На краю площади стали две кареты, и видно было Гурьянову, как в одной из них посол Шетарди уже делает ехидные записи в своей книжечке для танцев — как дикие русские снова опозорились. А из другой кареты глядит орлино папа нуар, и видит, и знает, кто тут герой и умница, а кто недотёпы.
Хрущов закончил читать, отступил, и профос сделал знак солдатам. Те подняли, как куклу, первого фигуранта, и понесли на плаху. Сам он не шёл, не держали ноги. Но и не плакал, не бился, сухими глазами высматривал что-то поверх всех голов. Чёрная кровь уже промочила повязку на его губах и улыбкой проступила поверх бинтов — даже видавшему виды профосу стало не по себе.
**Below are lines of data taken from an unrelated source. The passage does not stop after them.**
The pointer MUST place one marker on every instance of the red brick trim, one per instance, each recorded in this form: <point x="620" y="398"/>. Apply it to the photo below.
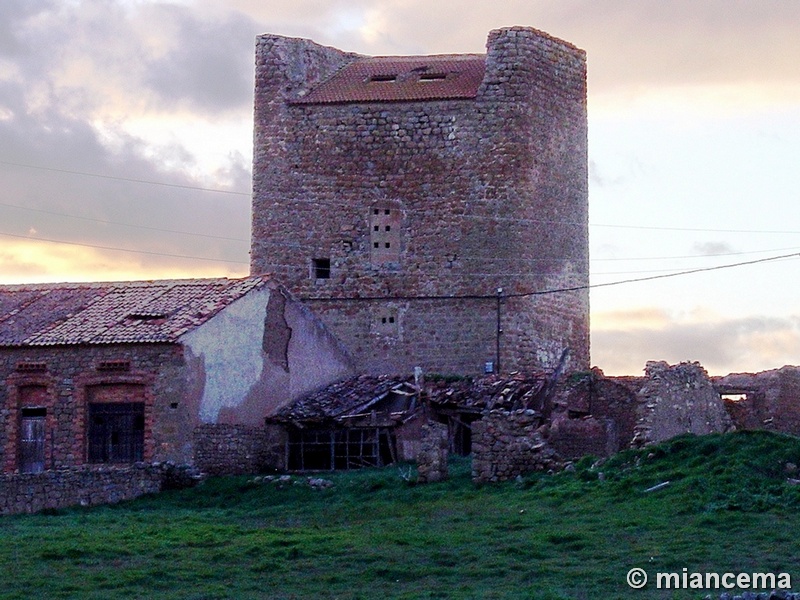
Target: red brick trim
<point x="15" y="383"/>
<point x="83" y="385"/>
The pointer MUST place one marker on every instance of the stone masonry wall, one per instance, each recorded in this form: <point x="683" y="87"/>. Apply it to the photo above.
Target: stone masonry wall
<point x="432" y="457"/>
<point x="238" y="450"/>
<point x="28" y="493"/>
<point x="482" y="194"/>
<point x="768" y="400"/>
<point x="677" y="399"/>
<point x="506" y="444"/>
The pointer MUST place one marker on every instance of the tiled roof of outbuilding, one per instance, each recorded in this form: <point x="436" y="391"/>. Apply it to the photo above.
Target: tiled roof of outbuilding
<point x="401" y="78"/>
<point x="112" y="313"/>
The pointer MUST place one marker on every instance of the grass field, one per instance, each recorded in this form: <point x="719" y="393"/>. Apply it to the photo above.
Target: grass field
<point x="728" y="508"/>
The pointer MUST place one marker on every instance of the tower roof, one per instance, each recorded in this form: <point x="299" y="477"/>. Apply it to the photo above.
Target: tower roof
<point x="401" y="78"/>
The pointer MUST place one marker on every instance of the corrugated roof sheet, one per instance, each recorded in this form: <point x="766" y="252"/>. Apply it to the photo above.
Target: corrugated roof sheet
<point x="112" y="313"/>
<point x="401" y="78"/>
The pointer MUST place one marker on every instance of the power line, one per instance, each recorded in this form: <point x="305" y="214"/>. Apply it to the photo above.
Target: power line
<point x="346" y="204"/>
<point x="644" y="227"/>
<point x="128" y="179"/>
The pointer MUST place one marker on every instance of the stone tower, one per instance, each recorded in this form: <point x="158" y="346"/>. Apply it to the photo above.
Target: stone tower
<point x="395" y="196"/>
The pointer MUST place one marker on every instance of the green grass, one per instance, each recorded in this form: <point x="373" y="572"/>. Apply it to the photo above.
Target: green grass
<point x="373" y="535"/>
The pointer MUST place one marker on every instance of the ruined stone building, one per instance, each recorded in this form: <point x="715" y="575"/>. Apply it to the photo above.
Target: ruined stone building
<point x="174" y="370"/>
<point x="427" y="207"/>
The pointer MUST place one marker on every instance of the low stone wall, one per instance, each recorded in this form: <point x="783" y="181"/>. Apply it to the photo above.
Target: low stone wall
<point x="432" y="456"/>
<point x="677" y="399"/>
<point x="506" y="444"/>
<point x="77" y="486"/>
<point x="231" y="449"/>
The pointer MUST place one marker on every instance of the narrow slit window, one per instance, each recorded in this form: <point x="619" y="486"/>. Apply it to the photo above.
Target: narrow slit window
<point x="322" y="268"/>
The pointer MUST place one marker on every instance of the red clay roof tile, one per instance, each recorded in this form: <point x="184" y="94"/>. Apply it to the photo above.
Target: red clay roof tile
<point x="108" y="313"/>
<point x="401" y="78"/>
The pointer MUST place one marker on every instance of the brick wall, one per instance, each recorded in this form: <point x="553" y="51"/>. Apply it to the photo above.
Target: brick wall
<point x="70" y="376"/>
<point x="486" y="193"/>
<point x="506" y="444"/>
<point x="231" y="449"/>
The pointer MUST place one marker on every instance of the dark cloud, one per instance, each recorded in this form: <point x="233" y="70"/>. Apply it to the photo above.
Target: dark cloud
<point x="71" y="73"/>
<point x="12" y="14"/>
<point x="630" y="43"/>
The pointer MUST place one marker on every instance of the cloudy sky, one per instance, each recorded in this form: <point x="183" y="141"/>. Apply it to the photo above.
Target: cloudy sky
<point x="126" y="132"/>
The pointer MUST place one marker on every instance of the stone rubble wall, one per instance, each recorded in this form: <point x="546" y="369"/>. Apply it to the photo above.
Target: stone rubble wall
<point x="78" y="486"/>
<point x="506" y="444"/>
<point x="222" y="449"/>
<point x="677" y="399"/>
<point x="432" y="456"/>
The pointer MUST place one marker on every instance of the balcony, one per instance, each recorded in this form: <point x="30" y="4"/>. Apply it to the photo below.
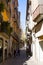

Ещё никто прежде не улыбался на эшафоте вот так.
— Моё божественное животное, Пиппо Спано.
— Кто это, Керуб?
— Конквистадор, совершеннейшее чудовище, последний из греческих богов, неистовый рыцарь с фрески Андреа дель Кастаньо. Ты похож на него, точная копия. Я видел список с той фрески, долго одержим был ею, и когда повстречал тебя, то сразу узнал. И ещё подумал тогда — нет, герои не умирают, и боги не умирают.
Герои не умирают, и боги не умирают. Та же площадь, и тот же палач, и та же колода. Я — это ты. Я прожил, повторил твою жизнь, дословно, до буквы, до точки. Я повторю твою смерть — пусть и не получится так же красиво стоять в декабрьской метели, когда белый снег переплетается с белыми прядями. Да, опий делает нас поэтами, пускай ненадолго. Я не могу красиво стоять, но ещё могу улыбаться — кровью, промочившей повязку.